Nice job OP. And some good posts above about the use of shims, etc from Bax.One comment

I will make here in general based on my (limited) experience with .223 + lapua brass. Consider to Aim for a shoulder bump of like 2 - 3 thou if you do field shooting as opposed to BR.

I don't want to side track your progress. Just remember your tools are only as accurate as the weak link, and anyhting using a caliper is only "within a thou, plus or minus a thou", its measured accurately...to the .001.

So if you gooing for .001 over min, you should really aim for .002 and you will get .001 to .003 with alot of them closer to .002 that either extreme.

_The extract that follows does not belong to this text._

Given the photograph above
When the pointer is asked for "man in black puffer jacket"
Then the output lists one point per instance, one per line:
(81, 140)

The key thing here is avoid a bunch of .000 from your likely distribution.

This is kind of a debate topic, and others have different views....but just want to at least raise the issue for consideration.

AFAIK...Lapua brass can handle a 2-3 thou bump and still give you great brass life.
 
I don't want to side track your progress. Just remember your tools are only as accurate as the weak link, and anyhting using a caliper is only "within a thou, plus or minus a thou", its measured accurately...to the .001.

So if you gooing for .001 over min, you should really aim for .002 and you will get .001 to .003 with alot of them closer to .002 that either extreme. The key thing here is avoid a bunch of .000 from your likely distribution.

Thanks... great advice!
 
Good job. Identified the problem and found a solution. I am like masmith. I like to lean closer to .003 than .001. I don't like tight clambering rounds or galled bolt lugs. Also in my experience when some chamber tight and some chamber smooth, they never seem to shoot well.
 
For what it's worth ...

Suppose the shoulder is annealed before sizing (as opposed to only annealing the neck). If you take a headspace measurement following sizing, the measurements have a smaller range.

With annealed shoulders, the range is usually plus or minus one thou - so, if the target is 2, you will see mostly 2 with a few 1 or 3.

If you do not anneal shoulders, the range will probably be plus or minus 2 (maybe a little more) so - if the target is 2, you will see a wider distribution - by the way, with more on the long side. I think this happens because the work-hardened brass deforms less so sizing may push it smaller but it springs back. Annealed brass permanently deforms more easily, work-hardened brass permanently deforms less easily.